Background: In ALS, the nerves that control the muscles die, so the muscles get weak. About 1 or 2 out of every 100,000 people have ALS. ALS gets worse over time and there is no cure.
Risk Factors: Most people with ALS are between 65 and 74. About 10% of the time the disease runs in the family, but usually there is no known cause. More men than women have it. Other things that increase the risk of getting ALS are smoking and head injury.
History and Symptoms: Muscle weakness and shrinkage in the arms and legs are usually the first signs of ALS. Over a few years, the disease spreads to other parts of the body, making it hard to move, swallow, speak, and breathe.
Physical Exam: The doctor will test mobility, muscle strength and if the muscles are limp or stiff. The exam will also check if there are problems with speech, swallowing, or breathing.
Diagnostic Process: A test called electromyography is done to test the health of the muscles and nerves. MRI may be done to rule out other problems. Blood tests may help predict outcome.

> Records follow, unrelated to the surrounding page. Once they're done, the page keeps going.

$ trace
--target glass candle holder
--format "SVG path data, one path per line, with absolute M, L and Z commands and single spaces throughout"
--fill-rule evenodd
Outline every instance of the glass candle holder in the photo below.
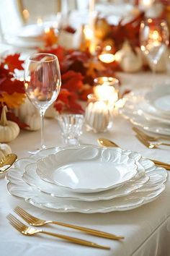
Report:
M 109 112 L 109 127 L 113 122 L 115 103 L 118 101 L 119 80 L 115 77 L 101 77 L 94 80 L 94 93 L 99 101 L 104 101 Z
M 109 111 L 106 101 L 99 100 L 94 94 L 88 96 L 85 110 L 85 122 L 87 131 L 107 132 L 109 127 Z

Rehab Management: In the early stages, drugs and exercise can help with pain and muscle stiffness. Later on, other treatments may be need to help with feeding and breathing problems, fatigue, and sleeplessness. Wheelchairs, lifts, computer-based communication tools, tube feeding and breathing machines may be needed.
Other Resources for Patients and Families: ALS is scary both for patients and families, so education and support are very important. Visiting nurses or companions can help out. A social worker can help families find the help they need, including planning for the loss of function and end of life.